Star_Bright Posted October 21, 2010 Posted October 21, 2010 It does seem that our situations are quite similar. He wants me to wait for him and be available for him, while he is still married and not even filing for divorce. He keeps telling me that these things take time, they don't just happen overnight. I do understand a divorce is a lengthy process, but he has not even filed yet... I think I will take your advice and ask him not to call me until he files - which is presumably after the holidays. I do think it's a bit unfair for him to want to call once in a while, just to make sure I'm still available, when he's actually the one that's not available. And I don't want to spend the next few months constantly wondering what is going on with them. This used to drive me crazy. I'm just going to carry on with my life, try not to think about his, but not date anyone just yet. I'm not ready to anyway. Thanks for your comments! He seems so sincere, so I would like to give him one more chance...And if in the end, it turns out that he was not serious and no steps were taken towards the divorce, then whatever. I'll live and get over it. I'm the single one, I can find someone else. He, on the other hand, will be stuck in his unhappy marriage. Yep, that's exactly how I thought of it.
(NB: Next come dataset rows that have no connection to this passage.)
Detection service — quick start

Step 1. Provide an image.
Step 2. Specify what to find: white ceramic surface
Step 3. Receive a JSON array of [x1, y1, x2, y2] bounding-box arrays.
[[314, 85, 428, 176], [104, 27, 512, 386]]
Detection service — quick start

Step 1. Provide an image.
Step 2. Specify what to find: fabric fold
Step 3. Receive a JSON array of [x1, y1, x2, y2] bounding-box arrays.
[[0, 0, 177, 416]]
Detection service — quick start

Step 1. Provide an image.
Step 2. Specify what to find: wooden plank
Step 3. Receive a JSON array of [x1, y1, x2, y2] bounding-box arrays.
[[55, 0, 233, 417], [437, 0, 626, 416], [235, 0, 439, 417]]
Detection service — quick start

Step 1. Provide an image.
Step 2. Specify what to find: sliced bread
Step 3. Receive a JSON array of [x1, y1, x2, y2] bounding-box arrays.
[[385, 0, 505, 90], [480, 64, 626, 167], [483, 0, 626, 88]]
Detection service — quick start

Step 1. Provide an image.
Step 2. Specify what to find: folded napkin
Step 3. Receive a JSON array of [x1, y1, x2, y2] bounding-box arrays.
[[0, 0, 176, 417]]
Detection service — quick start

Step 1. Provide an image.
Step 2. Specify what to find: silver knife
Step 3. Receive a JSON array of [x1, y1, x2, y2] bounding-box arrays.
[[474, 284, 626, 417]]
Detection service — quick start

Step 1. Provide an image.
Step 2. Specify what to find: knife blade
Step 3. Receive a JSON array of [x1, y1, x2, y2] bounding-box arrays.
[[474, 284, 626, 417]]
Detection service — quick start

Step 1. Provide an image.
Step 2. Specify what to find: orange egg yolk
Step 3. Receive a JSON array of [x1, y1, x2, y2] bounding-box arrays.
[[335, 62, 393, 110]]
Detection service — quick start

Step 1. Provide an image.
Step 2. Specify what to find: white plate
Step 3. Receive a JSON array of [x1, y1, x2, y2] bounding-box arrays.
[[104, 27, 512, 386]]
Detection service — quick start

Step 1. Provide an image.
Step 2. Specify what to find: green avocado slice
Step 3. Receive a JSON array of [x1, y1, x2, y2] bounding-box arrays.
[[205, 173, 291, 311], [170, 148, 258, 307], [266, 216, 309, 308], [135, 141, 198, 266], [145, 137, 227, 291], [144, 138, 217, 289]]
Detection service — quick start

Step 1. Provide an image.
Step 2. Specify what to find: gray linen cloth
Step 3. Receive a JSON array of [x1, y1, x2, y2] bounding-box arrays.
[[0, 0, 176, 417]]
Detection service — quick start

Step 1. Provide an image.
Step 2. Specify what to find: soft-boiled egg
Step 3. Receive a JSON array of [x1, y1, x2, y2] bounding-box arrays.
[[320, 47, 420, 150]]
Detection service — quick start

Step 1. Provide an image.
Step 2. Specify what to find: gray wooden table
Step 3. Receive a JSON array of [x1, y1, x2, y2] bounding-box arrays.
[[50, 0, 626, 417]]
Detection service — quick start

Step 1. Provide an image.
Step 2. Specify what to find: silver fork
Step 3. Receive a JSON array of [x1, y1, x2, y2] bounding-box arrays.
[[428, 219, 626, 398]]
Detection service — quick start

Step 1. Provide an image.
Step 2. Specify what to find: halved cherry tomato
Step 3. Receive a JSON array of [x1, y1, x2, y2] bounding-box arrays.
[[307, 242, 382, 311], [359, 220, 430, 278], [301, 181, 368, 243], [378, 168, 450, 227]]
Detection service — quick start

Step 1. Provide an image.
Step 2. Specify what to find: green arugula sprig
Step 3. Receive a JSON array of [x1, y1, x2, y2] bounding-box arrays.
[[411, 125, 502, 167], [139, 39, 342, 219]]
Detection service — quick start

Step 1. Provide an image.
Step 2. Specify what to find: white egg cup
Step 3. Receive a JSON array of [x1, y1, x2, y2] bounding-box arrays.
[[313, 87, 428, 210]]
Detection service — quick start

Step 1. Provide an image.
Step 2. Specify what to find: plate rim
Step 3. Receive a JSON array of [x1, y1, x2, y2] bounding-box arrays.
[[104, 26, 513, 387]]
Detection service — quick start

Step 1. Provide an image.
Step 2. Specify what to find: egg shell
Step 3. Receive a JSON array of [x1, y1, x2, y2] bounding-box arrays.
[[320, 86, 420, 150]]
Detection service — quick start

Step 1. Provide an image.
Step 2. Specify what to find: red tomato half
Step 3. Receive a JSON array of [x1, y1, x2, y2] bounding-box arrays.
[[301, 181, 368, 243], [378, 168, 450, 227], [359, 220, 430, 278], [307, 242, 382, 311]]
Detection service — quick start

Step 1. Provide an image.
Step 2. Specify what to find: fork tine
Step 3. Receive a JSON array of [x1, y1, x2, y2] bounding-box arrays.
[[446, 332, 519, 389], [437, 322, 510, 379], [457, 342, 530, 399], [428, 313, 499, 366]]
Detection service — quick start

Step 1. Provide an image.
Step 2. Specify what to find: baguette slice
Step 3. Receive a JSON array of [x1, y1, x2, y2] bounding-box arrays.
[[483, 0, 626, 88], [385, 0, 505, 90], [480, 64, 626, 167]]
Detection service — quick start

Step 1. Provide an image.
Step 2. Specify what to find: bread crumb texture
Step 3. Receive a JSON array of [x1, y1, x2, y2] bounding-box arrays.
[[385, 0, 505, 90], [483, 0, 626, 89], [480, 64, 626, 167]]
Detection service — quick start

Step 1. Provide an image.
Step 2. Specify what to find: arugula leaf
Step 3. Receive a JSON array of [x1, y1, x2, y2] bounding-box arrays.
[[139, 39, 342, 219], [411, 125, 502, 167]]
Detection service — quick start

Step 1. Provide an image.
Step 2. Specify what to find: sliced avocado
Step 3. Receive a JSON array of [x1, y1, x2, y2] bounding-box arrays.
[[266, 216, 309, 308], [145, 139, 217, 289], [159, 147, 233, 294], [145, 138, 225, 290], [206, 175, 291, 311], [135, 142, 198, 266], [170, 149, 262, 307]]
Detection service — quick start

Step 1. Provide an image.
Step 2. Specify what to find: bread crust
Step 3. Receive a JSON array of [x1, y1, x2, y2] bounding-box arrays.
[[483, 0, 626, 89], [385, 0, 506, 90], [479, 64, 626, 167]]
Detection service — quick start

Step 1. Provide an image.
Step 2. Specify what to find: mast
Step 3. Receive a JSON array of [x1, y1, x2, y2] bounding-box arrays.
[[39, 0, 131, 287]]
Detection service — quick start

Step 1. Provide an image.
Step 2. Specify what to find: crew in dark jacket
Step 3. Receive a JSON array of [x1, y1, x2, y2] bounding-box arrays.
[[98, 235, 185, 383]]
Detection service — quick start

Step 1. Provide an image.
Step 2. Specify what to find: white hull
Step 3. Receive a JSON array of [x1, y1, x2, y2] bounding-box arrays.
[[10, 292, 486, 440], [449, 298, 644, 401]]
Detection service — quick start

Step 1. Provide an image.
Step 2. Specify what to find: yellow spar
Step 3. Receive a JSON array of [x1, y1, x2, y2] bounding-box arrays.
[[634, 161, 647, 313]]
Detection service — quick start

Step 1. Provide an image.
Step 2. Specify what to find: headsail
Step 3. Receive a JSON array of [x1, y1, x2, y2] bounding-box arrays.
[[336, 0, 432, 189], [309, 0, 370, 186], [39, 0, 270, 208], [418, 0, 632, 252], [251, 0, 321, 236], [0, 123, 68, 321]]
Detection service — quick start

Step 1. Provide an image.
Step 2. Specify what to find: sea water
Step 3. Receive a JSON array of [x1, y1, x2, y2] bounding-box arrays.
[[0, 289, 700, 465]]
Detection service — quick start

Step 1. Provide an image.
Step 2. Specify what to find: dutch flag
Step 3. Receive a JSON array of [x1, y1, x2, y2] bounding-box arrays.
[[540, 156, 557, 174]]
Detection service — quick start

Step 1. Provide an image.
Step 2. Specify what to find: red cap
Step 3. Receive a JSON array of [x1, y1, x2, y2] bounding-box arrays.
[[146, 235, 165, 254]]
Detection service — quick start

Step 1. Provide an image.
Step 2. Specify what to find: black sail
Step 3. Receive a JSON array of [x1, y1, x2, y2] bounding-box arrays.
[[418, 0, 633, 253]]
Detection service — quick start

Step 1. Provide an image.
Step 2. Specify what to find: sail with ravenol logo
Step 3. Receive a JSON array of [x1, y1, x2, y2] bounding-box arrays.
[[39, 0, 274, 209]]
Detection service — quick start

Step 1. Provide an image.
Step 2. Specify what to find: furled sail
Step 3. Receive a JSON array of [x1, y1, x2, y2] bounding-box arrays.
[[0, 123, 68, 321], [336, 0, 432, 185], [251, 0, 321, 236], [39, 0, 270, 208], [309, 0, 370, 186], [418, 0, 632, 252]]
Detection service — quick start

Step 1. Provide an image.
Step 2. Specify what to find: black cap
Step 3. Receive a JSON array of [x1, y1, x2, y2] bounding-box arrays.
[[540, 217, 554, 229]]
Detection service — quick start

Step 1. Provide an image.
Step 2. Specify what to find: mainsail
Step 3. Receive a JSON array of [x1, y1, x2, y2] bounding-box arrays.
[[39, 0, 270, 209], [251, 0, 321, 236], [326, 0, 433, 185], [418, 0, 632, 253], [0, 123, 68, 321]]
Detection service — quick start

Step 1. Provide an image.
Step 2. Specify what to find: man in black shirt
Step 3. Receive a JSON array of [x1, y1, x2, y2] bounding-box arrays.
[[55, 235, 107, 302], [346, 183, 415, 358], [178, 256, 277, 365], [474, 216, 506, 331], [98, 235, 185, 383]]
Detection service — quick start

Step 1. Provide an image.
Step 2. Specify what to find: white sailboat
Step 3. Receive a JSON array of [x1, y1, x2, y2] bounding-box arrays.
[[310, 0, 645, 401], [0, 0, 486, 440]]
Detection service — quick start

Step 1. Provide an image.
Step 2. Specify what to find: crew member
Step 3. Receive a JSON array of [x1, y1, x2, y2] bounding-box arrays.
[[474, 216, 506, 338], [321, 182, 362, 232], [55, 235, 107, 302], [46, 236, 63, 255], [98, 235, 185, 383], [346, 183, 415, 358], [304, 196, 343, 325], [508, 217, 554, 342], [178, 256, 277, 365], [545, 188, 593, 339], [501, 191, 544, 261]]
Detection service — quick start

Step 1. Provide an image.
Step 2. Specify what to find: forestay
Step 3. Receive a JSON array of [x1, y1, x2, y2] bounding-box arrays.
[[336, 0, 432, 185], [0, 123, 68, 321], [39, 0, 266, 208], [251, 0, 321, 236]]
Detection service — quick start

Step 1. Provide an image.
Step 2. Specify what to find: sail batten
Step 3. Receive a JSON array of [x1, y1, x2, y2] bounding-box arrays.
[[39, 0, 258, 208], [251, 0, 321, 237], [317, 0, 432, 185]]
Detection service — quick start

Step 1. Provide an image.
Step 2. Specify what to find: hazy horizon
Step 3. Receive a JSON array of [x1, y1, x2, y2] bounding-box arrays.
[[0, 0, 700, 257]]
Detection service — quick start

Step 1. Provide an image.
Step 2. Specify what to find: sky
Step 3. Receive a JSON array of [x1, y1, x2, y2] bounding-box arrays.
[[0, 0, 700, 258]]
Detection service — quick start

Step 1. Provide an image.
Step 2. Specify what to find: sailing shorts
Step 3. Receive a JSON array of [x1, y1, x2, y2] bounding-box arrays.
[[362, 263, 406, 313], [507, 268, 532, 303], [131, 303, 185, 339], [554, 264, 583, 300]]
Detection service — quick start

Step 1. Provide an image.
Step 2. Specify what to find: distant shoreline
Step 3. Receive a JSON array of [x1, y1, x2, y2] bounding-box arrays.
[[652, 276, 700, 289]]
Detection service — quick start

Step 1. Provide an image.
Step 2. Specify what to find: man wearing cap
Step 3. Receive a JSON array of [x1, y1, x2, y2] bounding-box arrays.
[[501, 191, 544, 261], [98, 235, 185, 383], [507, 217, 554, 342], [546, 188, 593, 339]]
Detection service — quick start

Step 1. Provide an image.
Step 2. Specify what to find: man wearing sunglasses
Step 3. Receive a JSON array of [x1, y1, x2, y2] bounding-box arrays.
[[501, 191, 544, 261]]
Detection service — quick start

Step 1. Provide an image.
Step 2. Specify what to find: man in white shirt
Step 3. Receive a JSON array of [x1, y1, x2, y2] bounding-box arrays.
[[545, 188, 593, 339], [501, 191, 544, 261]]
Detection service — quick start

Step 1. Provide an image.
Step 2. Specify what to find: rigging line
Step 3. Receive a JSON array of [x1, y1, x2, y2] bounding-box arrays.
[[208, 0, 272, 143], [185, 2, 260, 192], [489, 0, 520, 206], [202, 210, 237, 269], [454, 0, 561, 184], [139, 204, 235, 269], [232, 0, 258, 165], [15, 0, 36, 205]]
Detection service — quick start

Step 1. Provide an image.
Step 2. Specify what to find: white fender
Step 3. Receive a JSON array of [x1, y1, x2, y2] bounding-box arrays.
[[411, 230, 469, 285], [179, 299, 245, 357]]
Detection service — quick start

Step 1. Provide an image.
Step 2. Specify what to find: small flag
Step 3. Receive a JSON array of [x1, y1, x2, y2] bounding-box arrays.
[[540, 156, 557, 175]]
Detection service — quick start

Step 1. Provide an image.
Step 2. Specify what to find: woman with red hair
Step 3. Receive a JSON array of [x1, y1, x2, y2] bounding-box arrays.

If he wants out that badly (which I do believe he does) he'll find the courage to get out, for himself, not me, and that's the only way we would have been able to have a good relationship anyway. It's a very hard and confusing situation but as you stay NC you'll realize it's for the best. At least if you're like me. If he can't even give you a definite time as to when he's going to file, then he's not serious about filing. And even if he DID then I'd be skeptical because he can always change his mind or maybe he wouldn't even mean it but just say it to keep you around. Really all that counts is action. Demand what you want and then stick to it and if he doesn't respect you well then at least you can respect yourself. Good luck!
Author sc58 Posted October 22, 2010 Author Posted October 22, 2010 He would always tells me I deserve all of him, a real relationship etc., and that he was going to give that to me. Funny, my MM told me the exact same thing. Word for word. That I deserve "all of him" and he was going to give that to me...I want to believe that he means it, but even if he does mean it and does nothing about it, then it really doesn't matter, does it? As you said, it's ACTIONS that count, not words. And yes, it is hard and it is confusing, but I do think that NC is for the best and if after the holidays are over, he has nothing to show me that proves he is on his way to divorce, then I'm outta there. I have waited before, and will wait again, but this is the absolute LAST time I will wait for this man if all he gives me is empty words. And even if he does file, I probably will still be skeptical until the D is finalized. Thank you for your support!
Star_Bright Posted October 22, 2010 Posted October 22, 2010 Funny, my MM told me the exact same thing. Word for word. That I deserve "all of him" and he was going to give that to me...I want to believe that he means it, but even if he does mean it and does nothing about it, then it really doesn't matter, does it? As you said, it's ACTIONS that count, not words. And yes, it is hard and it is confusing, but I do think that NC is for the best and if after the holidays are over, he has nothing to show me that proves he is on his way to divorce, then I'm outta there. I have waited before, and will wait again, but this is the absolute LAST time I will wait for this man if all he gives me is empty words. And even if he does file, I probably will still be skeptical until the D is finalized. Thank you for your support! You're welcome. I totally get where you're at. You're doing the right thing, for you, and that's what matters. Think of that when it gets tough, because it will get tough for sure. HUGS!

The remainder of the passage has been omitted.